What are the pros/cons in using pd.Index vs df.loc
What is the difference between using pd.Index
vs df.loc
? Is it effectively the same thing?
idx = pd.Index(('a', 'b'))
df = pd.DataFrame({'a': [0, 1], 'b': [2, 3], 'c': [0, 5]})
print(df.loc[:, ('a', 'b')],)
print(df[idx])
a | b | |
---|---|---|
0 | 0 | 2 |
1 | 1 | 3 |
How loc
is the preferred method is described in the documentation.
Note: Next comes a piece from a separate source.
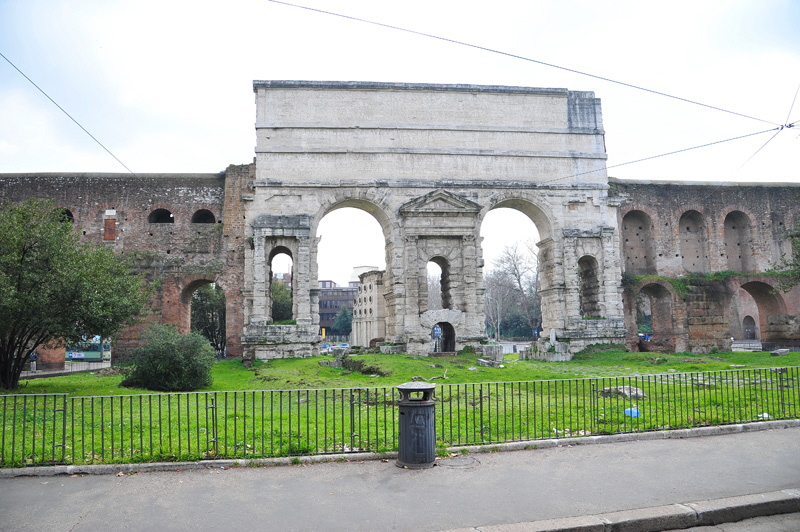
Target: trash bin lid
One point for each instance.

Using multiple slices can lead to a SettingWithCopyWarning
:
idx = ['a', 'b']
d = df[idx]
d.iloc[0,0] = 9
SettingWithCopyWarning:
A value is trying to be set on a copy of a slice from a DataFrame
See the caveats in the documentation: https://pandas.pydata.org/pandas-docs/stable/user_guide/indexing.html#returning-a-view-versus-a-copy
In contrast, using loc
doesn't trigger the SettingWithCopyWarning
:
idx = ['a', 'b']
d = df.loc[:,idx]
d.iloc[0,0] = 9
Of note, loc
also enables you to pass a specific axis as parameter:
df.loc(axis=1)[idx]
When you do loc
, you can do with index slice and columns slice or combine, however pd.index
can only do for column slice
df.loc[[0]]
a b c
0 0 2 0
df.loc[[0],['a','b']]
a b
0 0 2
IMO, loc
is more flexible to using, and I will select loc
which will more clear for the long run or check back stage.